A compra de um imóvel próprio pelos camelôs foi estimulada pela decisão do município, divulgada na semana passada, de ajudar os comerciantes a obter financiamento. Hoje, a prefeitura banca o aluguel do Shopping Popular, que recentemente aumentou de R$ 33 mil para R$ 38 mil. O ''auxílio'' teve início em janeiro de 2003 e se estenderá até janeiro de 2005. Os camelôs alegam que será mais vantajoso adquirir um imóvel para não terem mais de pagar as taxas mensais de condomínio, que têm sido alvo de grande inadimplência.
Em reportagem publicada pela Folha na semana passada, um imobiliarista orçou o prédio do atual camelódromo em R$ 3,5 milhões, preço reduzível a R$2 milhões em eventual negociação. O valor, entretanto, está aquém da expectativa do proprietário do imóvel. ''Essa avaliação não leva em conta o uso do prédio'', afirma Samir Cury, que assessora o proprietário.
''Os comerciantes deverão contratar um auditor para avaliar o atual imóvel (do Camelódromo) e apurar também quanto vale cada box, para definir o valor que cada um terá que pagar na compra'', indicou Sella, que também disse apoiar a procura por locais mais baratos. Ele explicou que o papel da prefeitura na negociação será o de ''assessorar os camelôs e correr atrás de financiamento'', e comentou que o processo deverá ser lento. ''Essa reunião (de ontem) deve ser apenas a primeira de umas 30 que virão pela frente''.
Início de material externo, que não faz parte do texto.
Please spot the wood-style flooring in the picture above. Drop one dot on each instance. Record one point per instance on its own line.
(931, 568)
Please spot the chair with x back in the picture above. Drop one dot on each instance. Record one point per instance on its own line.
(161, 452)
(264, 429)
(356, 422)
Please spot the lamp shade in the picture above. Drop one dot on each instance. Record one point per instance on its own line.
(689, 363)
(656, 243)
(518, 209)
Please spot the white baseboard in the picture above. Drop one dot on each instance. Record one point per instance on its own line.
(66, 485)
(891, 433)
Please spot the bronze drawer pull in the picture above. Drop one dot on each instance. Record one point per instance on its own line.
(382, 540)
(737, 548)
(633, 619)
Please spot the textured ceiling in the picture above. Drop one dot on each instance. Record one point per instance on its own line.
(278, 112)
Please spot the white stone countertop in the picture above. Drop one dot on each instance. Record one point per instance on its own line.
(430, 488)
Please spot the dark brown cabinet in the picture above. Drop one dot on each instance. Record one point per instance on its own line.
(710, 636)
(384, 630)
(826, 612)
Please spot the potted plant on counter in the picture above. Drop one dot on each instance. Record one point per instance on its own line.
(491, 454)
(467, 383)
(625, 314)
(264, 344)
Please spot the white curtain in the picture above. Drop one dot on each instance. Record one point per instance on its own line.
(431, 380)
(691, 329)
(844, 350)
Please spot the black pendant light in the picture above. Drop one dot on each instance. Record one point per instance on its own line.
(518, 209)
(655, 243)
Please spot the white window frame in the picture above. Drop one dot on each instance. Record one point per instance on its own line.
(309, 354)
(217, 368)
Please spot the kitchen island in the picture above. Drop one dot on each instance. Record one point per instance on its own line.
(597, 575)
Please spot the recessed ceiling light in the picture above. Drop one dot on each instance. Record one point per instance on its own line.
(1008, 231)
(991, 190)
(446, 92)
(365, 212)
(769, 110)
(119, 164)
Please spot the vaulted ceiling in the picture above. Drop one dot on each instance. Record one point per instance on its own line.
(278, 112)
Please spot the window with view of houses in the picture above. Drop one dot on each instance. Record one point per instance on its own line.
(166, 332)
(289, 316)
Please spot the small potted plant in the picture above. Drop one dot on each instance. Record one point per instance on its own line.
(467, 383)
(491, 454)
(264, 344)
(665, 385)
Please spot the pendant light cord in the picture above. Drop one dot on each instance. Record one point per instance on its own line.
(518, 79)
Os camelôs afirmam que estão correndo contra o tempo para adquirir o imóvel do Camelódromo ainda este ano, aproveitando o calor das eleições. Para quitar o financiamento, contudo, a pressa é bem menor. De acordo com Clemari Santos de Oliveira, presidente da Organização Não-Governamental (ONG) Canaã, que representa parte dos camelôs, os comerciantes só terão condições de pagar prestações mensais inferiores a R$ 100,00. O valor pleiteado é menor que o da mensalidade de uma casa popular financiada pela Caixa Econômica Federal na Zona Norte da cidade.
O próprio secretário de Fazenda declarou que o financiamento só será viável para os camelôs se tiver prazo de, no mínimo, 10 anos. Para obter isso, Sella diz que os comerciantes contarão com o ''prestígio do prefeito Nedson Micheleti e dos deputados paranaenses''. ''Teremos que procurar os deputados para abrir portas. O Shopping Popular é um formato que interessa ao Brasil, pois mostrou que pessoas que trabalham na rua podem se tornar comerciantes, com auxílio do Poder Público''.